Maintenant, il n'y a plus aucune raison de revenir sur ce qui a été décidé, et qui a d'ailleurs, je vous le rappelle, mes chers collègues, été décidé sur la base d'un accord intervenu en commission mixte paritaire.
M. Hubert Haenel. Je demande la parole pour explication de vote.
M. le président. La parole est à M. Haenel.
M. Hubert Haenel. A mes yeux, le dispositif qui nous est proposé par la commission des lois offre absolument toutes les garanties.
Il vise des cas tout à fait exceptionnels, ceux à propos desquels on peut parler de bavure judiciaire.
En effet, peut-on admettre qu'à cause d'un dispositif très serré, uniquement pour des raisons de procédure, des magistrats soient obligés de remettre quelqu'un en liberté, en sachant parfaitement que cette personne est particulièrement dangereuse ?
Le dispositif qui nous est proposé offre une soupape, et ce n'est pas moi qui le dis, c'est un éminent avocat, notre ancien collègue M. Jolibois. Il prévoit en effet que, à titre exceptionnel, lorsque les investigations du juge d'instruction doivent être poursuivies et que la mise en liberté de la personne mise en examen causerait pour la sécurité des personnes et des biens un risque d'une particulière gravité, la chambre de l'instruction - donc trois magistrats - à la demande du juge des libertés et de la détention, peut prolonger de quatre mois la durée de détention initalement prévue. Et n'oublions pas le contrôle suprême de la chambre criminelle de la Cour de cassation !
Si ce dispositif ne vous semble pas offrir toutes les garanties, alors je me demande si vous considérez bien les magistrats comme les gardiens de la liberté individuelle, tel que l'affirme notre Constitution.
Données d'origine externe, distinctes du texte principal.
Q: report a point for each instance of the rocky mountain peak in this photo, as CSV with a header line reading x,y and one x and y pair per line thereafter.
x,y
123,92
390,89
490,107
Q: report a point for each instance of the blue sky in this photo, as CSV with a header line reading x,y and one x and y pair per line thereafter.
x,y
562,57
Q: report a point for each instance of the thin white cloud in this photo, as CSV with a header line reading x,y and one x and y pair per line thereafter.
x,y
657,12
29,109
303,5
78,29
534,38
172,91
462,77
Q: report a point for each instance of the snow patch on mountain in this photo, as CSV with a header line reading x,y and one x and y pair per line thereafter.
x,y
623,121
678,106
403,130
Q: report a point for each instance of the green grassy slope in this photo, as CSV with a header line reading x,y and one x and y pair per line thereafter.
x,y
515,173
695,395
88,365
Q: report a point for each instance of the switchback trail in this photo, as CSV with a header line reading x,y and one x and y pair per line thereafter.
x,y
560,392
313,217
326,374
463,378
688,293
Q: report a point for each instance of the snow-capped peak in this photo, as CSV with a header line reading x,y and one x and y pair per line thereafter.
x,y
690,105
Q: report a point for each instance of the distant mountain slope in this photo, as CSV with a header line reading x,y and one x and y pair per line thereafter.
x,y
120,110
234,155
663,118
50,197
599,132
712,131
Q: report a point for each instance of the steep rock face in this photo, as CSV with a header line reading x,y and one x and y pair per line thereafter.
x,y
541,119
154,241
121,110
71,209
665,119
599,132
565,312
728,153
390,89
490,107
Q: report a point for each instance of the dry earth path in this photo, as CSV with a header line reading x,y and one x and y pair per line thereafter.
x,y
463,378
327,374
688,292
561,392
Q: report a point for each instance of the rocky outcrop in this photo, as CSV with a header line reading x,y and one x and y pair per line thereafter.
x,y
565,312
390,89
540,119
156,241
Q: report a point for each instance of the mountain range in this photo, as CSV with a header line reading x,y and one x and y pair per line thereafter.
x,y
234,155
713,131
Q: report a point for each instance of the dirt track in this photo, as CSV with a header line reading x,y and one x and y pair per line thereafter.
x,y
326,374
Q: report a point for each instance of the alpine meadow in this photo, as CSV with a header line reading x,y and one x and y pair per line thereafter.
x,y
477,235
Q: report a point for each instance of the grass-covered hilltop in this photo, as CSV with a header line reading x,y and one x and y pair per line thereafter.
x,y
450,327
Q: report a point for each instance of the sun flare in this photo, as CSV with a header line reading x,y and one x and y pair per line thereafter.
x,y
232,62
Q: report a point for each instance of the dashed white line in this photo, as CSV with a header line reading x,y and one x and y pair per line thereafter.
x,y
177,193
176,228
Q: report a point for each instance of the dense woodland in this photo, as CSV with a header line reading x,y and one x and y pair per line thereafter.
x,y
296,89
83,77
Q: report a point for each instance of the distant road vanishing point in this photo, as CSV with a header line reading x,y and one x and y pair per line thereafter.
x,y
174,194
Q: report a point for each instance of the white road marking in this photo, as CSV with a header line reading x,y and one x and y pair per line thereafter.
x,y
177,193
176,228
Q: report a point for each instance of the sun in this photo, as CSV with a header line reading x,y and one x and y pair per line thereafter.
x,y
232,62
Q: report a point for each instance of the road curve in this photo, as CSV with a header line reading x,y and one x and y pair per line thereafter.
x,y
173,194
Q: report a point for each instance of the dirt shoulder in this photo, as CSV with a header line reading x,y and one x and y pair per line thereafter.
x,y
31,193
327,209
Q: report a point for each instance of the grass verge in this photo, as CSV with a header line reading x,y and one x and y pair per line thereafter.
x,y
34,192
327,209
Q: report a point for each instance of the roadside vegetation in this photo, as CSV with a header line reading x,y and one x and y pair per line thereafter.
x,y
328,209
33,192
M. Robert Badinter. Je demande la parole pour explication de vote.
M. le président. La parole est à M. Badinter. M. Robert Badinter. Monsieur Haenel, même si les magistrats sont les gardiens de la liberté individuelle - je me suis plu à le rappeler et cela a fait l'objet de décisions fondamentales du Conseil constitutionnel - ils ont aussi le devoir d'être attentifs au délai.
Or on constate que, pour des raisons diverses, ces délais tendent à se prolonger exagérément en matière de détention provisoire.
En outre, et c'est une raison supplémentaire pour nous de ne pas suivre la commission, je suis très surpris par la procédure retenue. Il ne s'agit plus, dans ce cas, d'une demande adressée au juge, qui la transmet au juge des libertés et de la détention, avec contrôle de la chambre de l'instruction ; en l'occurrence, le juge des libertés et de la détention, par ordonnance motivée, saisit la chambre de l'instruction. Je ne m'explique pas cette procédure particulière, et je redoute, en la matière, les sources de nullité.
Au demeurant, cela n'est qu'accessoire, l'essentiel pour moi n'est pas là.
M. le président. Je mets aux voix l'amendement n° 11, repoussé par le Gouvernement.

(L'amendement est adopté.)
M. le président. En conséquence, un article additionnel ainsi rédigé est inséré dans la proposition de loi, après l'article 3.